I cringe every time I hear a parent encouraging their child to be the number one in whatever. I have seen parents get very upset because their five year old child could not score the winning goal in soccer. I have seen parents encourage their child to be the first one done when eating with peers. Or how about the child whose parents have decided that their five year old will be the number one student in his kindergarten class? How about the parents who have decided that their child will be a doctor, an engineer, or scientist when they grow up? The examples go on and on. These examples illustrate how we, as parents, program our kids very early on to believe that we should settle for nothing less than being number one.
It is very true that we live in a very competitive world and we need to prepare our children for it. What makes it worse is that today our world no longer consists only of the people in our microcosm. It literally includes the whole world with the availability of technology and being a global market. So, it is very natural for parents to feel anxious about how their child will compete in this global, competitive world. The problem is that it is risky business when parents put this kind of pressure on their children day in and day out.

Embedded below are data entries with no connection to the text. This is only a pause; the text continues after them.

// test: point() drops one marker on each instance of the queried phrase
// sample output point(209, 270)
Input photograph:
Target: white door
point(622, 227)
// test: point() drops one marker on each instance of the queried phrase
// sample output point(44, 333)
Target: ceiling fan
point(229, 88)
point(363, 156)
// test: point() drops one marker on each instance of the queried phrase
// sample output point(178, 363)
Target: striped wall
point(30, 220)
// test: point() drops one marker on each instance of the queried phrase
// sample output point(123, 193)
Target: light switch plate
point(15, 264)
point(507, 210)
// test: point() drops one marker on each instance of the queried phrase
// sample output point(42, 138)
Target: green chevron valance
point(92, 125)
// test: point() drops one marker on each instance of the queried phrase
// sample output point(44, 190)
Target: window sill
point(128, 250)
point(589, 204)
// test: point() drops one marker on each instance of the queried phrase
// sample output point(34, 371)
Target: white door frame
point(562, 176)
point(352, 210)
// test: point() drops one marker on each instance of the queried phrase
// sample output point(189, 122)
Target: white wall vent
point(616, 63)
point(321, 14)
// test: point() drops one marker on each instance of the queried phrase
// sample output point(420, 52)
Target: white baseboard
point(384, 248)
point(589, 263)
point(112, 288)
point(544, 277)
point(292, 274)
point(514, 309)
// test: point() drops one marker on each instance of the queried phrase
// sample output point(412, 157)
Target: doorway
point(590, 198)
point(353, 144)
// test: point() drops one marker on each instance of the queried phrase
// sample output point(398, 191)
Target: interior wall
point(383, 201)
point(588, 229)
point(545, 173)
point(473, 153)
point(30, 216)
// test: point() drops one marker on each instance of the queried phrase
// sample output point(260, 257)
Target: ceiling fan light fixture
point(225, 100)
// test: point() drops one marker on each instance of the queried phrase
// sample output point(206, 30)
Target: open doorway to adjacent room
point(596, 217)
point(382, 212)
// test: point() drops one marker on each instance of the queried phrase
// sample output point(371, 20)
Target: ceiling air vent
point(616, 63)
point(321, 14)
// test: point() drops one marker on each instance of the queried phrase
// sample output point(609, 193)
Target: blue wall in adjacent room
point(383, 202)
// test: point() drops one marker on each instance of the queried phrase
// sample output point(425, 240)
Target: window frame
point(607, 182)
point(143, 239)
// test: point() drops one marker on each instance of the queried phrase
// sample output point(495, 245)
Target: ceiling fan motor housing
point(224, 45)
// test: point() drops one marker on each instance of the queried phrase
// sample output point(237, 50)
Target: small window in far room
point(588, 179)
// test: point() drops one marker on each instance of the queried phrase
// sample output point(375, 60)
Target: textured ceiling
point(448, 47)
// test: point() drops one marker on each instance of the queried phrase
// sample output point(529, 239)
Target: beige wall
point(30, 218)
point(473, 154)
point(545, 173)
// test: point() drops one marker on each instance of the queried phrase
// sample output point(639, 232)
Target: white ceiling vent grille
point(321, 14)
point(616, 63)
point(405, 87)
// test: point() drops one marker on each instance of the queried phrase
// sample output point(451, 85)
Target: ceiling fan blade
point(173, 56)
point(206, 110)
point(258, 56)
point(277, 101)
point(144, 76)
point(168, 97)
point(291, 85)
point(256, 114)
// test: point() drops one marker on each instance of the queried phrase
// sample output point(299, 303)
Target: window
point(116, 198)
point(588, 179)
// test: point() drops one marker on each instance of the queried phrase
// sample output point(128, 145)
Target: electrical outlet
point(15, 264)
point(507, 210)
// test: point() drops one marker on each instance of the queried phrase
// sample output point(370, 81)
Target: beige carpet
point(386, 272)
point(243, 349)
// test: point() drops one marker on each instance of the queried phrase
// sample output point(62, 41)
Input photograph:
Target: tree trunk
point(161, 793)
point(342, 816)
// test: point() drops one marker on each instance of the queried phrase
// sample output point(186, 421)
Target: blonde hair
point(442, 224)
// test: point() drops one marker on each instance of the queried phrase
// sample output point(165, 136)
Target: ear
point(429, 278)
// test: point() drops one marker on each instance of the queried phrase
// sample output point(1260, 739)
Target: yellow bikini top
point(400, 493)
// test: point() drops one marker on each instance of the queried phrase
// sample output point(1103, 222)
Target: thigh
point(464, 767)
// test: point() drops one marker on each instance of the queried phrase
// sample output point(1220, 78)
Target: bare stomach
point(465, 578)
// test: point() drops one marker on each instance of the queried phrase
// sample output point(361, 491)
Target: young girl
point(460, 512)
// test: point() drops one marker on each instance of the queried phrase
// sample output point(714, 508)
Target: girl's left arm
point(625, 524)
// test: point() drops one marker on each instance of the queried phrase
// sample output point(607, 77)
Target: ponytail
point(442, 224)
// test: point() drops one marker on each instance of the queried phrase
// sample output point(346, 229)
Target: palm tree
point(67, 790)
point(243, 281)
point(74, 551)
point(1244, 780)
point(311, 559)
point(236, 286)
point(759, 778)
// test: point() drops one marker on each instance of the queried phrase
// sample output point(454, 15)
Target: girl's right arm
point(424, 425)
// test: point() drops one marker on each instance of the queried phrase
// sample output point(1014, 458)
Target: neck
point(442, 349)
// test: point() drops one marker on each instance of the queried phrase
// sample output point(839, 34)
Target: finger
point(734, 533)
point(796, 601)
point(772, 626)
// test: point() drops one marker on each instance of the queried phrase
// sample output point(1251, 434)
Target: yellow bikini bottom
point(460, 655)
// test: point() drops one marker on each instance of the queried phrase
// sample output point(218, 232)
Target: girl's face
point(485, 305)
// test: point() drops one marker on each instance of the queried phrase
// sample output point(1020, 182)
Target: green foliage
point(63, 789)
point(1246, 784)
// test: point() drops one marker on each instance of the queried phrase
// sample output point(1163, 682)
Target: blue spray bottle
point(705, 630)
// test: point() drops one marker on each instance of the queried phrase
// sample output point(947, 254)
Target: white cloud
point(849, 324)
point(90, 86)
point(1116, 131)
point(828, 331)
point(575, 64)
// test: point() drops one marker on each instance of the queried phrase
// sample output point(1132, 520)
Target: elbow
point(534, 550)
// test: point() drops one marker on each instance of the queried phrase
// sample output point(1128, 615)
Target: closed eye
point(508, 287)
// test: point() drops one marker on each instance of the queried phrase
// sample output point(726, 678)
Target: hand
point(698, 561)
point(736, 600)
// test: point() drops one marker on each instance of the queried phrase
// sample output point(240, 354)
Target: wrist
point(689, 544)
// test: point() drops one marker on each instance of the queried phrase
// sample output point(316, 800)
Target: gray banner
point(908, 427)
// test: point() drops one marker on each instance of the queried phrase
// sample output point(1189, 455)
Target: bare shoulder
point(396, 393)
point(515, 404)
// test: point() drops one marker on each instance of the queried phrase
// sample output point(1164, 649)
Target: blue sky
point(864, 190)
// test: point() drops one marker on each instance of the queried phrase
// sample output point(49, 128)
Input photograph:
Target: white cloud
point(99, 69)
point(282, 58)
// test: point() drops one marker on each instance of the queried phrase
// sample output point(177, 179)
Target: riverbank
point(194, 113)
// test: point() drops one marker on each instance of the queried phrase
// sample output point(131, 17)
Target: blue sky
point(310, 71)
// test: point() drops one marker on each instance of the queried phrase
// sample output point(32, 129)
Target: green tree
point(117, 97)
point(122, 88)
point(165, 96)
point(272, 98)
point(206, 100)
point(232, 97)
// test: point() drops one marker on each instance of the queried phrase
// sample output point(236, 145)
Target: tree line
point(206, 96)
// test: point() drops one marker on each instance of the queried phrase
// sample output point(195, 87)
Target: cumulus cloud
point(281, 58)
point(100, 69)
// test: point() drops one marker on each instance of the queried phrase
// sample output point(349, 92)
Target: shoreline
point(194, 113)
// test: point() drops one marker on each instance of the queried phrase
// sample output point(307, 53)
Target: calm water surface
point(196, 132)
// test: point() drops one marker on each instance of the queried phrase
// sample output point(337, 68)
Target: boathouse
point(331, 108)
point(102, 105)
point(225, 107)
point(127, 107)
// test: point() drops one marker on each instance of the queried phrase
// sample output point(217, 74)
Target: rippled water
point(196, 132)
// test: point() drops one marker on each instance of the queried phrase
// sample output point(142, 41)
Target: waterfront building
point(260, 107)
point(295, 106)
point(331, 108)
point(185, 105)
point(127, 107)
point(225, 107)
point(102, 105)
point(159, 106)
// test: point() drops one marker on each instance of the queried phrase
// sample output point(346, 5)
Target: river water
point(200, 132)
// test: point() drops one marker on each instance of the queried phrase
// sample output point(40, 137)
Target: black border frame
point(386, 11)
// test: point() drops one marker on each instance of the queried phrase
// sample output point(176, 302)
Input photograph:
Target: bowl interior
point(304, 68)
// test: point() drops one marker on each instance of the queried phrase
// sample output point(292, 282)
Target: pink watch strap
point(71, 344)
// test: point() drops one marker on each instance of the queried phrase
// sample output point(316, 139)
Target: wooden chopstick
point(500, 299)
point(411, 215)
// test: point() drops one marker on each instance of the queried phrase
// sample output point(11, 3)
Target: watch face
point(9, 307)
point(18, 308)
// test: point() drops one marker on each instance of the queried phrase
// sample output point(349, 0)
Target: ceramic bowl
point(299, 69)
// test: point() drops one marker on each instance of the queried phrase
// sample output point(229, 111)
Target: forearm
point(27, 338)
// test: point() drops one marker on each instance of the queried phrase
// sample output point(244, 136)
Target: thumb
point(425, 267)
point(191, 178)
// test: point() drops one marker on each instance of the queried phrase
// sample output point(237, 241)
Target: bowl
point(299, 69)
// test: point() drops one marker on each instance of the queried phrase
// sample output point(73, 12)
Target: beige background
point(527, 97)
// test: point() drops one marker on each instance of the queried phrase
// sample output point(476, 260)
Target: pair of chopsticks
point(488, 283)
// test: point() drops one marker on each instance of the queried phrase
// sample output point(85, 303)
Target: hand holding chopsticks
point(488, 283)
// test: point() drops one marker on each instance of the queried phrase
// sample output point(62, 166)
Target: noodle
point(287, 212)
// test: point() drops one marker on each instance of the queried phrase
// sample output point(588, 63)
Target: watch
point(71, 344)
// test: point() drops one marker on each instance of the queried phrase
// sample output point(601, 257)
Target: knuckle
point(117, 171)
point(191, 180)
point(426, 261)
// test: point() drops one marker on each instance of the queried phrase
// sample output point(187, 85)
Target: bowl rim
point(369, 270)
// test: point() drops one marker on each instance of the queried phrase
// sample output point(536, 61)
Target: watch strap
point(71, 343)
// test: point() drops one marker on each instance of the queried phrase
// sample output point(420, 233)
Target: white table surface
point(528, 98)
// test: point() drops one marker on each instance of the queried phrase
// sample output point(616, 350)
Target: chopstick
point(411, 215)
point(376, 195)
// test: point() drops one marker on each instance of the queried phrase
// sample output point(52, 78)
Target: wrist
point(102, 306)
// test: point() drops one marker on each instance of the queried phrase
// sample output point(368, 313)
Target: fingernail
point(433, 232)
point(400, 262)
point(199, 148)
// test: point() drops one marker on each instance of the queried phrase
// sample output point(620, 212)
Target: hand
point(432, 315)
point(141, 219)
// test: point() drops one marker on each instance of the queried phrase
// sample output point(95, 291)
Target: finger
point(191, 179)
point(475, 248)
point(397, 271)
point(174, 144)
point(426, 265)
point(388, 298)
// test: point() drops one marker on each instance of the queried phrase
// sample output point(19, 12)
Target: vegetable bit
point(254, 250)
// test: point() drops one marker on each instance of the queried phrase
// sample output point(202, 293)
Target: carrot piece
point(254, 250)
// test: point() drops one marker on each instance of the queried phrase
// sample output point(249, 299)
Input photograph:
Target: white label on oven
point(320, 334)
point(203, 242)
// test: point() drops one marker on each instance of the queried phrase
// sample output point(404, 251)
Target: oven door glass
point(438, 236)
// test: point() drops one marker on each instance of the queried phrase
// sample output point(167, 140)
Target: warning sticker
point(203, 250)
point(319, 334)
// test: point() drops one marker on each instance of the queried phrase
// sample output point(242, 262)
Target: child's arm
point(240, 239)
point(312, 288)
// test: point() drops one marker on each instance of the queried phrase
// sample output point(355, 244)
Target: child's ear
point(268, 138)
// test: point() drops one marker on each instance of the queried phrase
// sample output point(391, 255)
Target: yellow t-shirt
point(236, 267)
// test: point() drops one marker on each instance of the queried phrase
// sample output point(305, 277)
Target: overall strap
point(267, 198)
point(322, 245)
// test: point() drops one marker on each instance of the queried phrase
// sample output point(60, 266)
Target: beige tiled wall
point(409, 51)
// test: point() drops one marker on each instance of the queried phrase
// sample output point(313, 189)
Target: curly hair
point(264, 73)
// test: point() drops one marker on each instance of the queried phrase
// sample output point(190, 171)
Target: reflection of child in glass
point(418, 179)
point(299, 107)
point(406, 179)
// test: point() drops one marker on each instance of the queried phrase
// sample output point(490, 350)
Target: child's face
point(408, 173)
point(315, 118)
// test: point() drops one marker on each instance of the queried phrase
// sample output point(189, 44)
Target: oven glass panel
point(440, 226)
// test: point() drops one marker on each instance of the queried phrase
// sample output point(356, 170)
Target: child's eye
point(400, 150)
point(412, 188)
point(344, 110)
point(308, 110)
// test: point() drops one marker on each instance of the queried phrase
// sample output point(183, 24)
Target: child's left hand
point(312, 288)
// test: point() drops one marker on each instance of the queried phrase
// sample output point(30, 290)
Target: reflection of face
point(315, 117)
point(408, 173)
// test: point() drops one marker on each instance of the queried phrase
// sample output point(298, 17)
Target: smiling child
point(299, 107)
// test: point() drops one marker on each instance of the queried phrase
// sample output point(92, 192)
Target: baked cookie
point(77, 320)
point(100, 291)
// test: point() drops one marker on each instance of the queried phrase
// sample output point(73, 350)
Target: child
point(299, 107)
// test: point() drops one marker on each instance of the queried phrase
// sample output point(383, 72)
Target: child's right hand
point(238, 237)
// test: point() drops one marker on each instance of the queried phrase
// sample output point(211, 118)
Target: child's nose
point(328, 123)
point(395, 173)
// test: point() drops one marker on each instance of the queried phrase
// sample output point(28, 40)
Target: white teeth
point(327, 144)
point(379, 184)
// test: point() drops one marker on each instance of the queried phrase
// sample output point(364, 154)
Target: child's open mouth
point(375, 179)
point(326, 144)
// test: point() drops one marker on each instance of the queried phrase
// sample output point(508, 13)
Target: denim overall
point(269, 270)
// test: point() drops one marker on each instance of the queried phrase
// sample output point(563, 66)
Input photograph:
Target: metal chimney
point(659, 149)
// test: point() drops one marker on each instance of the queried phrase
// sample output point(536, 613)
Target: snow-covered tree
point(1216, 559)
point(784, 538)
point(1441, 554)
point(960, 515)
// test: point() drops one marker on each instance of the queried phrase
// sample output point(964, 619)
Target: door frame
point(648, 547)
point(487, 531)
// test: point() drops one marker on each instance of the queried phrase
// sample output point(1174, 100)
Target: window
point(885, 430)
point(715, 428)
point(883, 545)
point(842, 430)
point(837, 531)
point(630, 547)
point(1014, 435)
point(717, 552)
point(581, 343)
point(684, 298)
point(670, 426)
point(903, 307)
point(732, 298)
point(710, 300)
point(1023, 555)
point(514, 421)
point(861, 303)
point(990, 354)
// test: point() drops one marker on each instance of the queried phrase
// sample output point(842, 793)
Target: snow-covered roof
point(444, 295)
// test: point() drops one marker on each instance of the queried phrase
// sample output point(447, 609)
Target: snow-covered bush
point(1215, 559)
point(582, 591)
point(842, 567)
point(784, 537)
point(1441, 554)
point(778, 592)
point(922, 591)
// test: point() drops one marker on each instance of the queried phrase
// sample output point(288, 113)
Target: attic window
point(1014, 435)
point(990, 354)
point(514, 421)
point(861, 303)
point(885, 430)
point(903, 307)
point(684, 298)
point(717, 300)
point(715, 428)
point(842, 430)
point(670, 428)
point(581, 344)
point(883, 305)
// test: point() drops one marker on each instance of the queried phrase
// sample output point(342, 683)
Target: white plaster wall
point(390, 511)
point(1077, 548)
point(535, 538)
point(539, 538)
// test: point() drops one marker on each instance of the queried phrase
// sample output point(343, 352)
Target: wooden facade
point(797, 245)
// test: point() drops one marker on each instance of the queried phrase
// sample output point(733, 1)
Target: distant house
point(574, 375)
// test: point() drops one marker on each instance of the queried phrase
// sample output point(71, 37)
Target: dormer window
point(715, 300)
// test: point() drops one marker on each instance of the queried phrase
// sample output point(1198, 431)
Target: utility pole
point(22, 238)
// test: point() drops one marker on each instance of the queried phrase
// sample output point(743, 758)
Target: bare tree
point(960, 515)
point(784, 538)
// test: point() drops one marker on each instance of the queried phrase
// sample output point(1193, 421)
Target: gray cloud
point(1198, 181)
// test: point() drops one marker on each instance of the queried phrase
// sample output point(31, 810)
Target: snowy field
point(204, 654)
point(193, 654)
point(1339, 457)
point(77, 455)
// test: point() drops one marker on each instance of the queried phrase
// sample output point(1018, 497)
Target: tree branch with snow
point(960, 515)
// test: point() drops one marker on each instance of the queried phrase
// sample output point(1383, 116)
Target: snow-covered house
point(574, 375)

At first, this kind of pressure doesn’t seem to be a problem because when children are very young they want to please their parents, teachers, grandparents, aunts and uncles…basically any adult who plays a significant role in their lives. Therefore, young children happily go along with their parents’ plans until they start thinking for themselves. For some, this independent thinking happens early on and for others it doesn’t happen until adulthood. Yet for some, it never happens. This is most worrisome.
I see this kind of pressure as risky business because the costs are high for our children. One of three outcomes will occur for children. Outcome 1 is that both the parents and the child’s wishes match and everyone is happy. This result is probably less likely than one would hope. Outcome 2 is that the child will reject the parents’ wishes and pursue their own dreams. Rifts may occur in the family, but ultimately the parents get over it and the child is happy. This is healthy. Outcome 3 is that the child goes along with their parents’ wishes when they do not want to from the bottom of their hearts, but they do not communicate this to their parents in fear of disappointing them. This is probably more common than one would think. I know I have observed this quite a bit in my own Nepalese culture where parents are revered and children constantly try to meet their expectations even though they really do not want to.
The costs of Outcome 3 can range anywhere from feeling anxious over the smallest things in life to severe depression leading to suicide. Little bit of anxiety can actually be healthy. For instance, getting anxious over an upcoming Math test and studying for it is a good thing. However, unhealthy anxiety can have the opposite effect of what parents want for their child. When children feel that pressure that they have to excel in order to gain approval then their self-esteem and confidence are compromised. They will constantly compare themselves to others as a way of measuring their self-worth. This is not healthy. A perfectly competent person can do very poorly under this kind of pressure. Over time, this anxiety can lead to depression and take a major hit on their self-worth. Professional help is warranted at this time.
So, what should well-meaning parents do to avoid the risks? The answer is pretty simple, but harder to balance. Parents need to relieve this pressure and instead encourage their child to do their best rather than being the best. I am not suggesting that parents encourage mediocrity rather that they encourage their child to reach his or her own potential wherever that may be for that child. When the pressure is lifted, children will be at ease, perform better, and be happier. Less pressure equals better product.